Court Opinion

ID: 4902910
Source: CourtListenerOpinion
Date Created: 2021-09-03 00:56:13.956034+00
Date Added: 2024-06-11T08:12:59.557093
License: Public Domain

ON appellant’s motion for rehearing
DAVIDSON, Judge.
In Kennedy v. State, 161 Tex. Cr. R. 303, 276 S. W. 2d 291, we held that a valid information could not be presented upon a complaint sworn to by an assistant prosecuting attorney. We endeavored to make it clear that such holding was founded upon the proposition that assistant prosecuting attorneys, when acting in their official capacities, so act not as assistants but as and for their principal.
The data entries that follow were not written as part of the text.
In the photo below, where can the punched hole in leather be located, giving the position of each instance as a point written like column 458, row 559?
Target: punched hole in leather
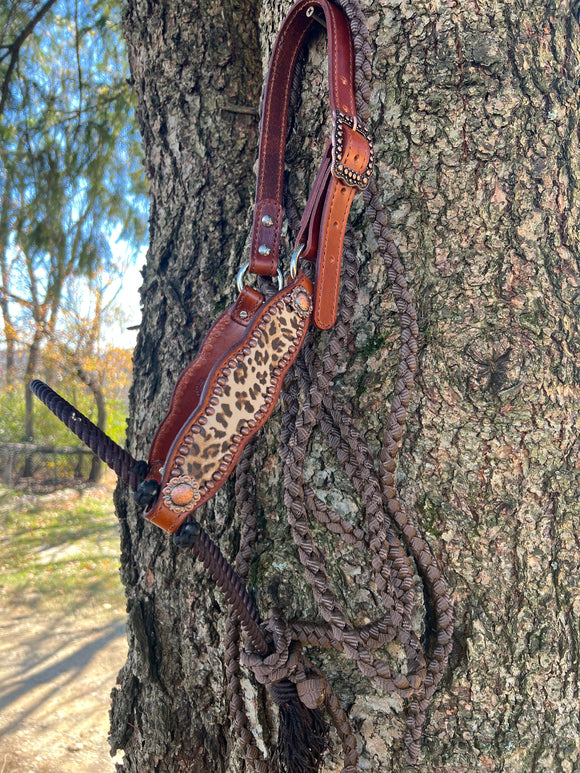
column 231, row 388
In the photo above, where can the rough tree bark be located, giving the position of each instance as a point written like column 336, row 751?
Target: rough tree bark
column 475, row 120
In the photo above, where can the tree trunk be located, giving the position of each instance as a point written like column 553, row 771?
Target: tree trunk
column 475, row 122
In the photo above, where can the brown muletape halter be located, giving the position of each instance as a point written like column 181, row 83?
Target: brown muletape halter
column 274, row 650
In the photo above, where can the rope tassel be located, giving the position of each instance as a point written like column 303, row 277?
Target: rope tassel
column 302, row 732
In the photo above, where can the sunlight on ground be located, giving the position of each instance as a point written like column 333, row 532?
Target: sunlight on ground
column 59, row 664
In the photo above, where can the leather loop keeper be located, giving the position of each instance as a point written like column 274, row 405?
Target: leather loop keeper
column 275, row 116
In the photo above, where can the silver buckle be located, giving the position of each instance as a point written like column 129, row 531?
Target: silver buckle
column 360, row 180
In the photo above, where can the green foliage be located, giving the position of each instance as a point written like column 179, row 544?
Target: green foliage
column 70, row 159
column 48, row 429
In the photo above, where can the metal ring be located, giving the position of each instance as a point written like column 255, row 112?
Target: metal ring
column 294, row 260
column 244, row 270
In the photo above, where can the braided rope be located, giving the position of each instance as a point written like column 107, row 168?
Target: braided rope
column 389, row 531
column 128, row 469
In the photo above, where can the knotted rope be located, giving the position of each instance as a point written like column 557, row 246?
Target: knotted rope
column 388, row 535
column 389, row 531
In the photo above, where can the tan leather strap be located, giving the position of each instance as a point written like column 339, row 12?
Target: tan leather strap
column 223, row 398
column 350, row 151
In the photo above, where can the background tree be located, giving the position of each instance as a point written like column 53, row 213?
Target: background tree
column 70, row 168
column 475, row 118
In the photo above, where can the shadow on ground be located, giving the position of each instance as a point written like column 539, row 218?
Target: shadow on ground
column 56, row 675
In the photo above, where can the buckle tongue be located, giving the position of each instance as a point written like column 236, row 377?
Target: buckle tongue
column 354, row 177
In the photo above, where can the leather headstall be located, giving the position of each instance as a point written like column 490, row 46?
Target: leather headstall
column 230, row 389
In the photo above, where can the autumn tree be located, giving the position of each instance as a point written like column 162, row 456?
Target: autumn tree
column 474, row 112
column 70, row 169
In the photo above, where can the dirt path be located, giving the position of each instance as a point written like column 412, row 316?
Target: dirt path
column 56, row 675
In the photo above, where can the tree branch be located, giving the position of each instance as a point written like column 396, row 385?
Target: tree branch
column 14, row 50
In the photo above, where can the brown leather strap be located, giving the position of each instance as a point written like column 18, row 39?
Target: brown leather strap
column 268, row 213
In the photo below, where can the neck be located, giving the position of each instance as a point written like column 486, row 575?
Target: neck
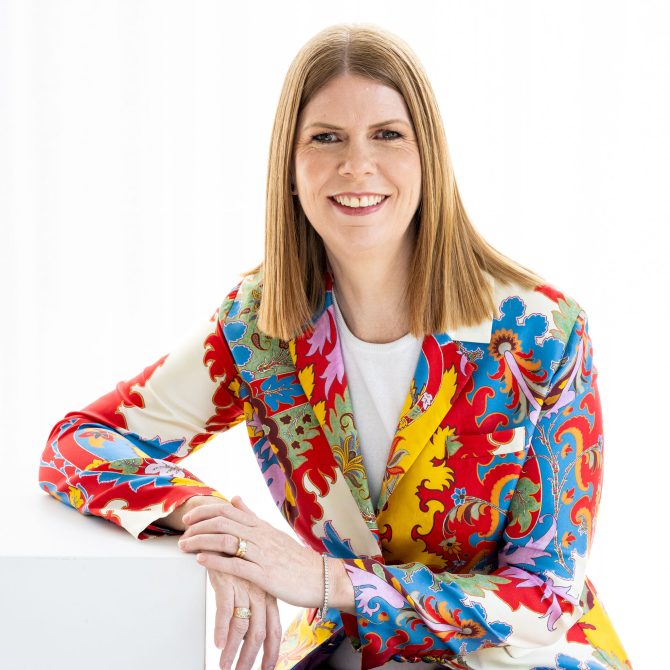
column 371, row 294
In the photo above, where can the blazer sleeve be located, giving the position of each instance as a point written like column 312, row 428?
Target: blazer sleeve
column 119, row 457
column 532, row 597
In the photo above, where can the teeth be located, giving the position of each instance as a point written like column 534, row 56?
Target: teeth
column 365, row 201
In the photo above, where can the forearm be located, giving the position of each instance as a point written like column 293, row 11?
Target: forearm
column 174, row 519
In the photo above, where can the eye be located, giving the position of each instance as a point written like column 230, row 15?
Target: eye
column 391, row 131
column 317, row 138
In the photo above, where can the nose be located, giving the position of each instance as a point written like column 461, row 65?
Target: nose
column 357, row 159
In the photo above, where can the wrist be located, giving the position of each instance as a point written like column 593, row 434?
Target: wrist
column 341, row 591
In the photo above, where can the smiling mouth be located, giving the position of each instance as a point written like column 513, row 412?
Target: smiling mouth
column 384, row 199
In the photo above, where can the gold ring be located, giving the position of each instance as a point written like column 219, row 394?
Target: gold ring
column 241, row 547
column 242, row 612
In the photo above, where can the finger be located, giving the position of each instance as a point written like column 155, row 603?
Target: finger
column 219, row 524
column 204, row 512
column 225, row 594
column 237, row 627
column 256, row 634
column 238, row 567
column 239, row 503
column 227, row 544
column 273, row 632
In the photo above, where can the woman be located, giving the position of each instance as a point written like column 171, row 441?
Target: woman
column 424, row 410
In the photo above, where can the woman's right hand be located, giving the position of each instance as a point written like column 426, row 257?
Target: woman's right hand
column 263, row 628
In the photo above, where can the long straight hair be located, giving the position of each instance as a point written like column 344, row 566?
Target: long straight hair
column 446, row 287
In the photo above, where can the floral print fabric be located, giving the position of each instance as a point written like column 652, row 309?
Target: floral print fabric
column 475, row 554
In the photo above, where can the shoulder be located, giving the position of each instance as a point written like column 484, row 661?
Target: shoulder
column 545, row 310
column 243, row 300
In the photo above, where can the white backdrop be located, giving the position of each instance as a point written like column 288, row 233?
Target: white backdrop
column 133, row 149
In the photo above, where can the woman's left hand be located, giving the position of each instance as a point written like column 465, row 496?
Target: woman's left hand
column 274, row 561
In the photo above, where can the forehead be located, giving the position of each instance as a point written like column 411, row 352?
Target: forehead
column 351, row 99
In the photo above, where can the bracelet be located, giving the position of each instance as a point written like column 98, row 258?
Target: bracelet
column 321, row 612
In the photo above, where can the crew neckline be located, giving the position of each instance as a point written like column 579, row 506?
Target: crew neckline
column 403, row 341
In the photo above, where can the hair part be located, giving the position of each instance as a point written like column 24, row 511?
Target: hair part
column 446, row 286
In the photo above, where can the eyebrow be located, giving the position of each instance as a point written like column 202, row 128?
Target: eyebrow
column 323, row 124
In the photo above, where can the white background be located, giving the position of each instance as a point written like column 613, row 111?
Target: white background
column 133, row 150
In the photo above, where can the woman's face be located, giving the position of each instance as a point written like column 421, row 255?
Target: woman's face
column 355, row 137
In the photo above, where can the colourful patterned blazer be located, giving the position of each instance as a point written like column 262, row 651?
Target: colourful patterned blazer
column 475, row 556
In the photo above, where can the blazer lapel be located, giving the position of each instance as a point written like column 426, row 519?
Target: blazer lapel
column 320, row 368
column 441, row 373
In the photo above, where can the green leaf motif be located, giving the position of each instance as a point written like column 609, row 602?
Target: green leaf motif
column 564, row 318
column 523, row 504
column 127, row 466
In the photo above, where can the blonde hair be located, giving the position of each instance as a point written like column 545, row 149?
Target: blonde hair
column 446, row 287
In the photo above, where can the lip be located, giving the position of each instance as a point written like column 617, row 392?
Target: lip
column 351, row 194
column 359, row 211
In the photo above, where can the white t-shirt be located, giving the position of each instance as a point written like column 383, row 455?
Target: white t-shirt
column 378, row 376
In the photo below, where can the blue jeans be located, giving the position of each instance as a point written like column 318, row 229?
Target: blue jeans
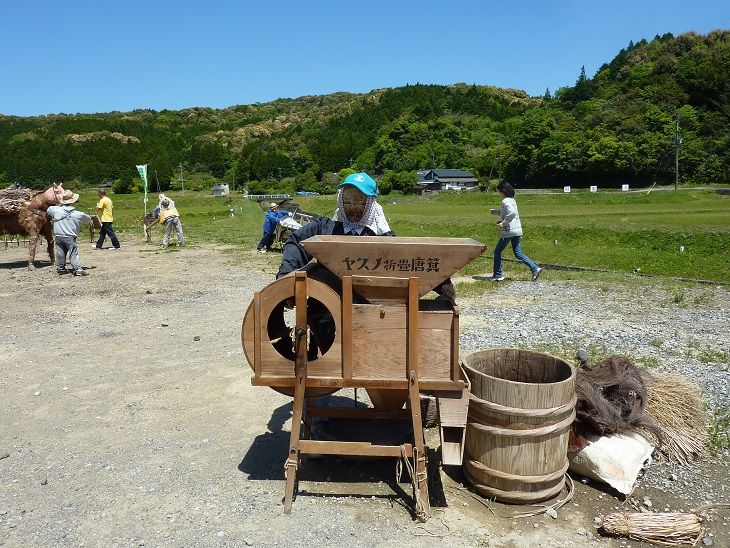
column 106, row 229
column 66, row 245
column 501, row 244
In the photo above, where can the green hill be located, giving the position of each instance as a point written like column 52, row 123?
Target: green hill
column 624, row 125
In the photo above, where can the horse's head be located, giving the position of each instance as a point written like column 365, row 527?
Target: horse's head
column 42, row 200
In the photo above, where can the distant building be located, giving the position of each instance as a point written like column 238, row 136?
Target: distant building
column 447, row 179
column 220, row 189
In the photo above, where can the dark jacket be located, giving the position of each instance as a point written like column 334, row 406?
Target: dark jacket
column 296, row 258
column 272, row 219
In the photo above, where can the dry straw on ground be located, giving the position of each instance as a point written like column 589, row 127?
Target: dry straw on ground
column 664, row 529
column 674, row 404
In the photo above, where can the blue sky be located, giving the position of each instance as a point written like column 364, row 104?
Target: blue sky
column 89, row 56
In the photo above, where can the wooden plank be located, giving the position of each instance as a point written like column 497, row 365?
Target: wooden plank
column 347, row 327
column 353, row 448
column 431, row 260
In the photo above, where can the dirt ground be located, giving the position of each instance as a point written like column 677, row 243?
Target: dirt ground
column 128, row 419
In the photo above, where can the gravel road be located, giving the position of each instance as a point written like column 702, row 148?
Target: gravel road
column 128, row 418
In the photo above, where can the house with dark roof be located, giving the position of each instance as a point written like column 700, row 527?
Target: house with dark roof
column 447, row 179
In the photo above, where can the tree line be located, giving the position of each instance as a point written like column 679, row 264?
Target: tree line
column 654, row 100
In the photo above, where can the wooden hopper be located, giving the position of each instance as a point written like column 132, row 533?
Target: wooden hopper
column 431, row 260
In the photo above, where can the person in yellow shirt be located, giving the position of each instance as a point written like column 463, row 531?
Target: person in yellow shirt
column 106, row 216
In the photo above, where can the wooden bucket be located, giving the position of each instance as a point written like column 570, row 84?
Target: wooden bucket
column 521, row 407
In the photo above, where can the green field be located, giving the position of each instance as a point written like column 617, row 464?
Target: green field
column 613, row 231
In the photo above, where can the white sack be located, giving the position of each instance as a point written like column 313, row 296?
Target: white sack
column 616, row 460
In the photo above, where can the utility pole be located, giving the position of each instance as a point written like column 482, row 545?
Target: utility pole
column 677, row 142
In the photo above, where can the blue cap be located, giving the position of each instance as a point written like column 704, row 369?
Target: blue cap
column 363, row 182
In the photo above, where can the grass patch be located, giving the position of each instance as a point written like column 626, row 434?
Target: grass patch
column 681, row 234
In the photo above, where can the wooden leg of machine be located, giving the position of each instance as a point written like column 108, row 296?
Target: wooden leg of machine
column 423, row 509
column 301, row 338
column 292, row 462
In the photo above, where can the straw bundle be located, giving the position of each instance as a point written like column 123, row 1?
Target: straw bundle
column 12, row 198
column 665, row 529
column 675, row 406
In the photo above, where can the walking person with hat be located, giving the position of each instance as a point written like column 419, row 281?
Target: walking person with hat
column 169, row 216
column 105, row 208
column 272, row 218
column 66, row 220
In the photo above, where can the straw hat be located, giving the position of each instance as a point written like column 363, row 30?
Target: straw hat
column 69, row 197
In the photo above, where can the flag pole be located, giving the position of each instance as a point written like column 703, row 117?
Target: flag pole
column 143, row 173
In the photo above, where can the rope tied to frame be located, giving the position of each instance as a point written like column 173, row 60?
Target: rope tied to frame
column 290, row 462
column 294, row 333
column 416, row 478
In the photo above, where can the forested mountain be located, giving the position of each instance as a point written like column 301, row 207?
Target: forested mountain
column 621, row 126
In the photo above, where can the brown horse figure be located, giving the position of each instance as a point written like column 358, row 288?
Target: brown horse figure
column 25, row 213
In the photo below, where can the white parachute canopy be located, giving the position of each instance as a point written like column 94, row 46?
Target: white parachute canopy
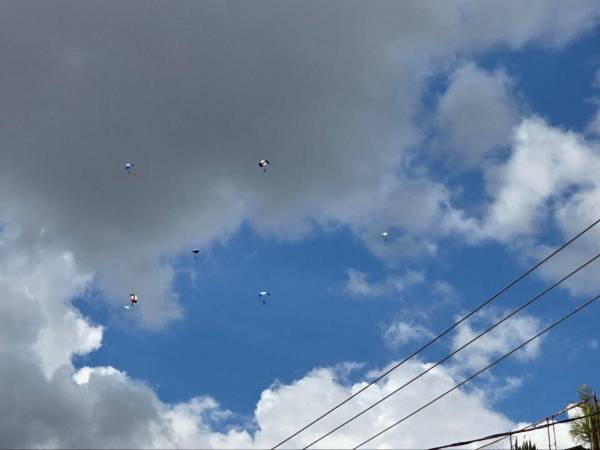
column 132, row 299
column 263, row 296
column 263, row 164
column 128, row 166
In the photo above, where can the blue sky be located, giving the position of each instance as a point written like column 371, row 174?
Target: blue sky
column 475, row 146
column 231, row 346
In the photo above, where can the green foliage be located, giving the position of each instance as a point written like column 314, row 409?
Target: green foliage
column 586, row 431
column 526, row 445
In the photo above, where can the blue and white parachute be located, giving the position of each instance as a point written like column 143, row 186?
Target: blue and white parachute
column 263, row 296
column 263, row 164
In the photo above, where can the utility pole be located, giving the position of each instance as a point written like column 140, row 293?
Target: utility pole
column 595, row 429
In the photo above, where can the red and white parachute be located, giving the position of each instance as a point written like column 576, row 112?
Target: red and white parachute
column 132, row 299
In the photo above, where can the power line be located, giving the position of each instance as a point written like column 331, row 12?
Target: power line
column 446, row 358
column 531, row 425
column 511, row 433
column 442, row 334
column 506, row 355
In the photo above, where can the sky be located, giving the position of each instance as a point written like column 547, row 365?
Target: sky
column 470, row 131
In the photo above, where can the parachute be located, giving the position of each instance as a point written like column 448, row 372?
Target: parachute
column 129, row 168
column 263, row 296
column 263, row 164
column 132, row 299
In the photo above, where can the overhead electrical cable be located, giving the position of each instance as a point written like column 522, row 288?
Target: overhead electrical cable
column 512, row 433
column 489, row 366
column 528, row 427
column 442, row 334
column 450, row 355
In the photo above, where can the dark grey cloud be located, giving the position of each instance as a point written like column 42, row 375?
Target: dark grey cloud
column 195, row 93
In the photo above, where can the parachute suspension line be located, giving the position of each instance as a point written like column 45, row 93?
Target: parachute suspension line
column 442, row 334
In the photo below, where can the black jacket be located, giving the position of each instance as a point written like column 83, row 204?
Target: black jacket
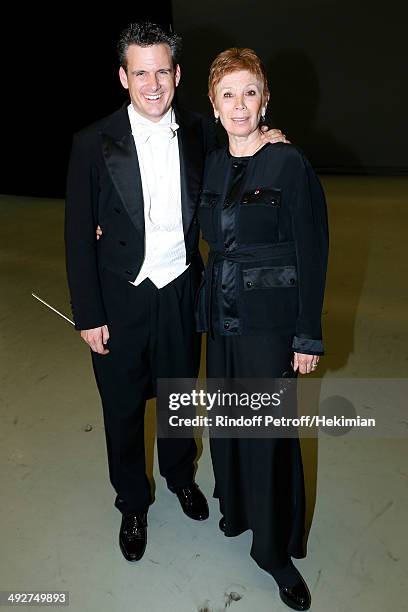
column 265, row 220
column 104, row 186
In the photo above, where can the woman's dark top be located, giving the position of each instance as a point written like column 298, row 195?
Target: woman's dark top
column 264, row 218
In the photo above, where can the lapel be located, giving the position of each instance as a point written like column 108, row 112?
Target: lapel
column 191, row 152
column 120, row 155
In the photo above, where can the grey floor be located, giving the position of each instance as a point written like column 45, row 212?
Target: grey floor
column 58, row 525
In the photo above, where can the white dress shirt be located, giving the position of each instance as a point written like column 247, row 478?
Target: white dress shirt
column 159, row 161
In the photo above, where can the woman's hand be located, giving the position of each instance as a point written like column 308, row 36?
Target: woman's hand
column 272, row 135
column 305, row 363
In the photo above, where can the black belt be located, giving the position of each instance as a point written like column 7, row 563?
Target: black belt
column 242, row 254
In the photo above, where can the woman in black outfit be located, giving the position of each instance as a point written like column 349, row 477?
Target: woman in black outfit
column 263, row 214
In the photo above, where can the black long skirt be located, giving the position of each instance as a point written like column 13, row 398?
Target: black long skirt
column 259, row 481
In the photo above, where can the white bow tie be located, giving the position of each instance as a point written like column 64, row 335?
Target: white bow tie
column 163, row 130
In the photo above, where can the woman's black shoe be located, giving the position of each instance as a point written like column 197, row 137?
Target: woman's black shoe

Upon that hypothesis, we concluded that an information presented by a prosecuting attorney upon the complaint of one of his assistants constituted nothing more nor less than a presentment of an information by the prosecuting attorney upon his own complaint.
We held that this would not only be contrary to public policy but would constitute no complaint at all, for the official administering the oath and attesting the jurat could not administer the oath to himself.
In Catchings v. State, (page 342, this volume), 285 S.W. 2d 233, we held that a valid information could be presented upon the complaint of a secretary employed in the office of the prosecuting attorney and that as to such person the rule announced in the Kennedy case, supra, did not apply.
The information, here, was presented upon the complaint of the same secretary as in the Catchings case.
Appellant insists that the Kennedy case is right and should be followed and that the Catchings case is wrong and should not be followed.
*600In its final analysis, appellant’s position is that there is no basis for a distinction between the two fact situations, and that the secretary, as an employee, occupies the same position as does an assistant, in so far as the law is concerned.
The above discussion of the holding in the Kennedy case and that in the Catchings case evidences the distinction between the two. When the assistant acts, such act is the act of the principal; the employee’s act is not the act of the principal.
We remain convinced that the Catchings case, supra, is here controlling.
Appellant’s motion for rehearing is overruled.